In 2008 the total number of full-time equivalent jobs was 117. The number of jobs in the primary sector was, all of which were in agriculture. The number of jobs in the secondary sector was 74, of which 49 or (66.2%) were in manufacturing and 26 (35.1%) were in construction. The number of jobs in the tertiary sector was 43. In the tertiary sector; 15 or 34.9% were in wholesale or retail sales or the repair of motor vehicles, 3 or 7.0% were in a hotel or restaurant, 12 or 27.9% were technical professionals or scientists, 5 or 11.6% were in education.
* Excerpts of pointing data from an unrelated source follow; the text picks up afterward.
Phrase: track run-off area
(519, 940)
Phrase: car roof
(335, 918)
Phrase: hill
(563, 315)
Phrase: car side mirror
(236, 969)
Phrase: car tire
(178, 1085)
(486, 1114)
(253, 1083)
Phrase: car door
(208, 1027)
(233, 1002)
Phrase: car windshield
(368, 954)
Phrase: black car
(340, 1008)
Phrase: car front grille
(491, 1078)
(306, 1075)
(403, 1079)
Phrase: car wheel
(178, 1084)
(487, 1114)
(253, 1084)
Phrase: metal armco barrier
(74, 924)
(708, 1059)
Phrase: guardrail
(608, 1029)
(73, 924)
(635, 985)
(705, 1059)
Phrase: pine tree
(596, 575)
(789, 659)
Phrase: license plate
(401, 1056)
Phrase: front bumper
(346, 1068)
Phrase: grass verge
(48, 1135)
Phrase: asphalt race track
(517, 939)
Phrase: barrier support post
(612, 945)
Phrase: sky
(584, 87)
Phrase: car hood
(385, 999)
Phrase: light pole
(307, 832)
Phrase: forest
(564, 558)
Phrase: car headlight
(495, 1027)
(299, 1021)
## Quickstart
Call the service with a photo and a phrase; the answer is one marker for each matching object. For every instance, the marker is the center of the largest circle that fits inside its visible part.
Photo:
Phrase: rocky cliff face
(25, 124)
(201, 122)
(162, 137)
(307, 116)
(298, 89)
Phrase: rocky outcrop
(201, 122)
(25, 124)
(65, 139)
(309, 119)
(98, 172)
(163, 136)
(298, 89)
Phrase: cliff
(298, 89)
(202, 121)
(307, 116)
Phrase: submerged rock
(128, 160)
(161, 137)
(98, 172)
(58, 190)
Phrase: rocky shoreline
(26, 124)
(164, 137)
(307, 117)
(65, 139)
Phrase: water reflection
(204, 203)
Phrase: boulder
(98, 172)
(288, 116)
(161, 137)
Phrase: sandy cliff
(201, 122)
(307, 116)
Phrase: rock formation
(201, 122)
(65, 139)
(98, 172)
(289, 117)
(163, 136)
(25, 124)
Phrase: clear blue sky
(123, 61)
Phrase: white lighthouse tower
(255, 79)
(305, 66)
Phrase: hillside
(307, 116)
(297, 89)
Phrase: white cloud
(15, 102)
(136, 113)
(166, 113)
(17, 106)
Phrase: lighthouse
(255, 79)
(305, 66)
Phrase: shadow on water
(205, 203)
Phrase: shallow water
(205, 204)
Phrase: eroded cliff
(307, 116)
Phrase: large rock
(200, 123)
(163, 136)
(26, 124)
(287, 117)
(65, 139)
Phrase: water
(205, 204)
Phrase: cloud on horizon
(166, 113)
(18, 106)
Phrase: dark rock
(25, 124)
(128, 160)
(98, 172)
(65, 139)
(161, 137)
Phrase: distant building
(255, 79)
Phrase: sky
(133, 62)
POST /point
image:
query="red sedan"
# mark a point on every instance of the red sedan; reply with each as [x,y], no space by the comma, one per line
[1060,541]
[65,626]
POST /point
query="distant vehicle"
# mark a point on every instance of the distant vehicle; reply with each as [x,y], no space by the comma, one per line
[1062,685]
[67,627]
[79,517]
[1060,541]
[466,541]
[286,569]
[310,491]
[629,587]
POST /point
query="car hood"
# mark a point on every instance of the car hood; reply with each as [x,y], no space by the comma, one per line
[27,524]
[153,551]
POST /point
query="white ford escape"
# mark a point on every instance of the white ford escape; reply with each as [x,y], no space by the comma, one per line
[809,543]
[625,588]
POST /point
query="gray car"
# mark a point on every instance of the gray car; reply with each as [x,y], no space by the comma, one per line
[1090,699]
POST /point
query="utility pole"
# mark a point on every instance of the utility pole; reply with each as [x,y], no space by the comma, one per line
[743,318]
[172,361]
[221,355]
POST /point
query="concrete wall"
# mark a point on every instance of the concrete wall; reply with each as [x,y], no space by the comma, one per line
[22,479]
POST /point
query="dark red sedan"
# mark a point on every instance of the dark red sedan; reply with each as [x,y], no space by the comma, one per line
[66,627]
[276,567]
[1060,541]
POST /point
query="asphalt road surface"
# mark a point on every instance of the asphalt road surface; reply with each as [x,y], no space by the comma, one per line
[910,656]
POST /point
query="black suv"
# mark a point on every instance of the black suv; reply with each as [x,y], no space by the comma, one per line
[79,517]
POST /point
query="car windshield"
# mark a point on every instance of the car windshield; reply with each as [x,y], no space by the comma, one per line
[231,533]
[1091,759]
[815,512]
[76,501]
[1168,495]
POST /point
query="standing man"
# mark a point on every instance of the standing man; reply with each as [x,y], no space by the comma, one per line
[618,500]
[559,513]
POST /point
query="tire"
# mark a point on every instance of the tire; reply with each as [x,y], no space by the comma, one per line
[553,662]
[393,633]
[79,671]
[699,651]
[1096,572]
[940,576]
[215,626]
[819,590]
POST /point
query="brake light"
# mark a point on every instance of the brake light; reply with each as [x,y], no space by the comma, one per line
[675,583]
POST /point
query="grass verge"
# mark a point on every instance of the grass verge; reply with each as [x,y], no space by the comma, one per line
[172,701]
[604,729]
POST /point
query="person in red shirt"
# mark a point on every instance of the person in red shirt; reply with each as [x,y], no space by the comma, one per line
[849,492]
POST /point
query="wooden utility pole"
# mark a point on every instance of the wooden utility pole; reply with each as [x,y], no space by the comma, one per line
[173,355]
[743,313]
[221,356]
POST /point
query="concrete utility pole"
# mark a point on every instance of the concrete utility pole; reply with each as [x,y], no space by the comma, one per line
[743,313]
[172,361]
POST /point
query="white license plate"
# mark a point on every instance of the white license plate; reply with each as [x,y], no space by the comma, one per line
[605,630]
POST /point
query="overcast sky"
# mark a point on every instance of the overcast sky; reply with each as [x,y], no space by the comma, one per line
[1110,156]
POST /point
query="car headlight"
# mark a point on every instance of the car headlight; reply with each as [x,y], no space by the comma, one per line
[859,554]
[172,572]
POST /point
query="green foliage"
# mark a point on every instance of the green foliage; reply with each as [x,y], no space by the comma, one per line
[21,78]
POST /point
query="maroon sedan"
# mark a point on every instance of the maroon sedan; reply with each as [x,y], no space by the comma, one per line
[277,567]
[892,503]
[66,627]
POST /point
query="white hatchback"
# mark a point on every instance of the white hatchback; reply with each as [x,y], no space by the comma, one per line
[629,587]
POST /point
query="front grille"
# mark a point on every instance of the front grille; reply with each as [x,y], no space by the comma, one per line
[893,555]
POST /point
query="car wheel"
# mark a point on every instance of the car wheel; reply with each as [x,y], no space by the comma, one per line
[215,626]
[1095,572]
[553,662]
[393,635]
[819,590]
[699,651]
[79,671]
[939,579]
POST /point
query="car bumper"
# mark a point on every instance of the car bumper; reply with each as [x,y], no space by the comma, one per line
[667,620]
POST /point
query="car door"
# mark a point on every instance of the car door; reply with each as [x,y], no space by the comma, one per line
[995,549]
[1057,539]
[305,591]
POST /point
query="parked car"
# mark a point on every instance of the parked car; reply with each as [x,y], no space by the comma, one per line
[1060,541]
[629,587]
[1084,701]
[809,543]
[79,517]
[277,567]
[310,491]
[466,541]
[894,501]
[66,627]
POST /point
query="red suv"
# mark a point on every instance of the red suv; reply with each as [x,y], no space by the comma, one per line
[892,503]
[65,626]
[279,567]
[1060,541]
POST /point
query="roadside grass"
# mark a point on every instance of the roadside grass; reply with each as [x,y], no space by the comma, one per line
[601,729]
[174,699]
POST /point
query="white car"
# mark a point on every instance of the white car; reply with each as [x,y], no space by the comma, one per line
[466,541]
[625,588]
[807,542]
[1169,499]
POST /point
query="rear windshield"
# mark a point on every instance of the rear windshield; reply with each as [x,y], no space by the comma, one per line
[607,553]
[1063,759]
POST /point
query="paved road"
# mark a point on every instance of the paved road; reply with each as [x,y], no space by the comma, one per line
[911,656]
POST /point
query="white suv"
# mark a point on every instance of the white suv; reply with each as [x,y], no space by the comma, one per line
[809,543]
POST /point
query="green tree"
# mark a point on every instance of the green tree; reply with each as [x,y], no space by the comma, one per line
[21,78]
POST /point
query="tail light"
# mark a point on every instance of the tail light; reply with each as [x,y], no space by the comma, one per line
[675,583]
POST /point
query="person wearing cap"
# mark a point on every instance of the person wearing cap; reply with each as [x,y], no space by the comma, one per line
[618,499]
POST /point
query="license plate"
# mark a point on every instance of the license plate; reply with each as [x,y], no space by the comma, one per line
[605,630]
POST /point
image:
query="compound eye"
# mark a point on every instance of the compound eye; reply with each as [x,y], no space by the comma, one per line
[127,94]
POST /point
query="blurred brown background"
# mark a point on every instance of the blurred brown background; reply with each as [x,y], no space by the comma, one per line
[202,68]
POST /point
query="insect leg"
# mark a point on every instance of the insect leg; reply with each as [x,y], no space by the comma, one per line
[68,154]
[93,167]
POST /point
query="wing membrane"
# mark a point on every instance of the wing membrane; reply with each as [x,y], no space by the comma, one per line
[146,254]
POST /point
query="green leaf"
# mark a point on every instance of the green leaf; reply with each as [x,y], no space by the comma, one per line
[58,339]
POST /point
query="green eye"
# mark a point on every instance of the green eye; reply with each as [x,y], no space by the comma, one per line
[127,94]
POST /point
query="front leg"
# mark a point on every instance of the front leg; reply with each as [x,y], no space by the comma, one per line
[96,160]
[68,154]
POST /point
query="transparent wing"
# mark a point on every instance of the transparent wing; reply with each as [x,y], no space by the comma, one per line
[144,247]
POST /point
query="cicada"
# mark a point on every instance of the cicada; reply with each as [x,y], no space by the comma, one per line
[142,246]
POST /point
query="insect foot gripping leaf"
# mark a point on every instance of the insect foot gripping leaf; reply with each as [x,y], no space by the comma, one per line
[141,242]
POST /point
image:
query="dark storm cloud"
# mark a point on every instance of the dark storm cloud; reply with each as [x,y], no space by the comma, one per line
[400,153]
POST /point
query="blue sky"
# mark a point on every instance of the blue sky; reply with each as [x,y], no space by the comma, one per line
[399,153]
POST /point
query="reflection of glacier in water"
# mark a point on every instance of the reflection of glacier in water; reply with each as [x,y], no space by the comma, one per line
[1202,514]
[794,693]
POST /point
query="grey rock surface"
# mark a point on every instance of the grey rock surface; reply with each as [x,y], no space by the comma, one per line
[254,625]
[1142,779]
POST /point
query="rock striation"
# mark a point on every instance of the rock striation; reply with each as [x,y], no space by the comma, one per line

In 2000, there were 77 workers who commuted into the municipality and 229 workers who commuted away. The municipality is a net exporter of workers, with about 3.0 workers leaving the municipality for every one entering. Of the working population, 20.4% used public transportation to get to work, and 53.9% used a private car.

==Religion==
From the 2000 census, 113 or 22.3% were Roman Catholic, while 290 or 57.3% belonged to the Swiss Reformed Church. Of the rest of the population, there was 1 member of an Orthodox church who belonged, there were 4 individuals (or about 0.79% of the population) who belonged to the Christian Catholic Church, and there were 10 individuals (or about 1.98% of the population) who belonged to another Christian church. There were 43 (or about 8.50% of the population) who were Islamic. There were 2 individuals who were Buddhist. 38 (or about 7.51% of the population) belonged to no church, are agnostic or atheist, and 5 individuals (or about 0.99% of the population) did not answer the question.

==Transport==
Diepflingen sits on the Hauenstein line and is served by trains at Diepflingen railway station.

==Education==
In Diepflingen about 218 or (43.1%) of the population have completed non-mandatory upper secondary education, and 63 or (12.5%) have completed additional higher education (either university or a Fachhochschule). Of the 63 who completed tertiary schooling, 66.7% were Swiss men, 14.3% were Swiss women, 12.7% were non-Swiss men.

As of 2000, there was one student in Diepflingen who came from another municipality, while 37 residents attended schools outside the municipality.